18. The system of claim 16 further including a remote server in electronic communication with the computing device over an electronic communications network.

19. The system of claim 16 further including a database in electronic communication with the remote server.

20. A computerized method of determining a patient activity during a time interval, the computerized method comprising:
receiving, by a computing system, from a portable neurostimulation device having an accelerometer, acceleration data measured for the time interval corresponding to movement of a patient during the time interval, the acceleration data reflecting a set of acceleration values;
parsing, by the computing system, the acceleration data into subsets corresponding to multiple discrete periods within the time interval;
determining, by the computing system, for each of one or more threshold magnitudes, a number of discrete periods for which any acceleration value within a discrete period exceeds the threshold magnitude;
determining, by the computing system, for each of the one or more threshold magnitudes, for the number of discrete periods, a subset of the number of discrete periods for which an immediately preceding discrete period also includes an acceleration value exceeding the threshold magnitude;
calculating, by the computing system, for each of the one or more threshold magnitudes, an activity fraction by dividing the number of the subset of discrete periods by the number of discrete periods;
classifying, by the computing system, based on at least one of the activity fractions, an activity of the patient during the time interval.

21. The method of claim 20 wherein the computing system includes a healthcare professional personal computing device and a portable neurostimulation device having a controller, the portable neurostimulation device determining, and providing to the healthcare professional computing device, the activity fractions and the number of discrete periods;
and the healthcare computing device classifying the patient activity based on the activity fractions and the number of discrete periods.
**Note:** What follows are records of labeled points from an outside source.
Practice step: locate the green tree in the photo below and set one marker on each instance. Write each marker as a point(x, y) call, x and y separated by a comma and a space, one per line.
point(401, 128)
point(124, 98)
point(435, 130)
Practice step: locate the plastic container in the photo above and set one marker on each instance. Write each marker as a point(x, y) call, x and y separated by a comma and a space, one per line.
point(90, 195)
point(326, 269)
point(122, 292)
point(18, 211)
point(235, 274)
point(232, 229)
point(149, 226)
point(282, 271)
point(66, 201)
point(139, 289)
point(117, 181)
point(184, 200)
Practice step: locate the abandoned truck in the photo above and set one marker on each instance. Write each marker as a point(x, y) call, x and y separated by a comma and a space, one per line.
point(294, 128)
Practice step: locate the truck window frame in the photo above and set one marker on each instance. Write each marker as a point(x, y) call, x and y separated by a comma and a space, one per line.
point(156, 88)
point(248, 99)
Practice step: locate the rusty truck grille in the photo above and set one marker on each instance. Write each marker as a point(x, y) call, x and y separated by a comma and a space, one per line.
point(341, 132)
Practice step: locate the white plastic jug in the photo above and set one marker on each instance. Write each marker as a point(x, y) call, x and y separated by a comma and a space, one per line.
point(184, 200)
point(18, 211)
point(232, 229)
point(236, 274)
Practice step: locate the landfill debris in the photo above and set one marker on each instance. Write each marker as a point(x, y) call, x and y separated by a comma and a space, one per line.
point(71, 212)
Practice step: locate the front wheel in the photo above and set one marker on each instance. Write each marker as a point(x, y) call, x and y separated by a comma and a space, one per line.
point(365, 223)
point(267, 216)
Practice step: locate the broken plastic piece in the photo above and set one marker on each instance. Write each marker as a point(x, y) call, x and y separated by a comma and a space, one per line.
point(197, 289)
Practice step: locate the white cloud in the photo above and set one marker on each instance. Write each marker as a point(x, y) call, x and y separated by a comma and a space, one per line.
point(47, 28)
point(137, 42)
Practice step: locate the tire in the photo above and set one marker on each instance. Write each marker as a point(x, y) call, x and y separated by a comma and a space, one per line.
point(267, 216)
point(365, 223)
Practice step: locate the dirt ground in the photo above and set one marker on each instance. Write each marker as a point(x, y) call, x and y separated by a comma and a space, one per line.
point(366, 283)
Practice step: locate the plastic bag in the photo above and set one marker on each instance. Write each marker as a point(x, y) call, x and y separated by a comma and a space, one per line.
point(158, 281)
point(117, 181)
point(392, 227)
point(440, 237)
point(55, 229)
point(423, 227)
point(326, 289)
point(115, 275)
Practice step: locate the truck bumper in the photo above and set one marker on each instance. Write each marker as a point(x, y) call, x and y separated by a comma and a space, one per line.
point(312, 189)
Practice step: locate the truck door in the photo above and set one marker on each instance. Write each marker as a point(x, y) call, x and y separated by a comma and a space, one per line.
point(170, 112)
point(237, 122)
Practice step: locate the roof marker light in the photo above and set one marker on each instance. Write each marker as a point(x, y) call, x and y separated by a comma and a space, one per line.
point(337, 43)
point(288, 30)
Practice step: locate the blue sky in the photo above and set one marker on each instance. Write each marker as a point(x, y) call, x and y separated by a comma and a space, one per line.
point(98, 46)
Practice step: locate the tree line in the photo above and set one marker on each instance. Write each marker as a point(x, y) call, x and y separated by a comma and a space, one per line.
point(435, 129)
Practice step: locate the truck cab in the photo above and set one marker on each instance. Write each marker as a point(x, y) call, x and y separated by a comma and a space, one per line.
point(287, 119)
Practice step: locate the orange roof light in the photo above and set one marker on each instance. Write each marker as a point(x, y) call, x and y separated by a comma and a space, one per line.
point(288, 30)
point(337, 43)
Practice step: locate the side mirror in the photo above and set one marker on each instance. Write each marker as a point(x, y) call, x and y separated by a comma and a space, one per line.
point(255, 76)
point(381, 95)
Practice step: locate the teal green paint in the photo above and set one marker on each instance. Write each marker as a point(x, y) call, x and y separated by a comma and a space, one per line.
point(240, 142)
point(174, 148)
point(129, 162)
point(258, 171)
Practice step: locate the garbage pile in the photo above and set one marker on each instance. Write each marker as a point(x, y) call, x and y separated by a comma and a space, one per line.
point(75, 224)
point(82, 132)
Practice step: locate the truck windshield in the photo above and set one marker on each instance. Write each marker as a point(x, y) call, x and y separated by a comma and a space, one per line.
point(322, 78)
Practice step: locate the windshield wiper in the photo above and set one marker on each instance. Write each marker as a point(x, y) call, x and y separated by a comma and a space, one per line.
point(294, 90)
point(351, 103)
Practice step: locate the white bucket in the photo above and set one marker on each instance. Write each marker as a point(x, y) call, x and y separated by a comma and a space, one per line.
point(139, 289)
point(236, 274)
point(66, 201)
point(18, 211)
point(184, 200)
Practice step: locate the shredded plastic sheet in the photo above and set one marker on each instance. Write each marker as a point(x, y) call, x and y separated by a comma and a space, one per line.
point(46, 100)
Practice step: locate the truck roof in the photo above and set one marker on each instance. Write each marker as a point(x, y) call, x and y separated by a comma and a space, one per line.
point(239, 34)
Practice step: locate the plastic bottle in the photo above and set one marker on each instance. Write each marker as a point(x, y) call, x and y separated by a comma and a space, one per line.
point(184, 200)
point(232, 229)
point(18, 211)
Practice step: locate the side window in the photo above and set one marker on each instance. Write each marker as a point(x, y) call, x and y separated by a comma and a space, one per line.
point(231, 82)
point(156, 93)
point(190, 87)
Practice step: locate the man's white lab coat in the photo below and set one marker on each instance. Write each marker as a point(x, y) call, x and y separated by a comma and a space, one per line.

22. The method of claim 20 wherein classifying an activity of the patient during the time interval includes determining an activity according to activity fraction within the time interval, as follows: (i) a first activity fraction of greater than or equal to 0.9 denotes walking; (ii) a second activity fraction of greater than or equal to 0.85 denotes balancing; (iii) a third activity fraction of greater than or equal to 0.8 denotes breathing; and (iv) a third activity fraction of less than 0.8 denotes inactivity.

23. The method of claim 20 further including displaying, by the computing device, a fraction of patient activities constituting walking, breathing and awareness training, balancing, and inactivity.

24. The method of claim 23 wherein balancing and breathing and awareness training are included in the same fraction.

25. The method of claim 22 wherein the threshold magnitudes of acceleration are 0.1g, 0.01g, and 0.005g.

26. The method of claim 20 wherein a sample rate of the accelerometer is at least 50Hz.

27. The method of claim 20 wherein the length of each discrete period is 1 second.

28. The method of claim 20 wherein a length of the time interval is at least 120 seconds.

29. The method of claim 20 further including generating, by the computing device, a report summarizing a patient activity determined for the time interval.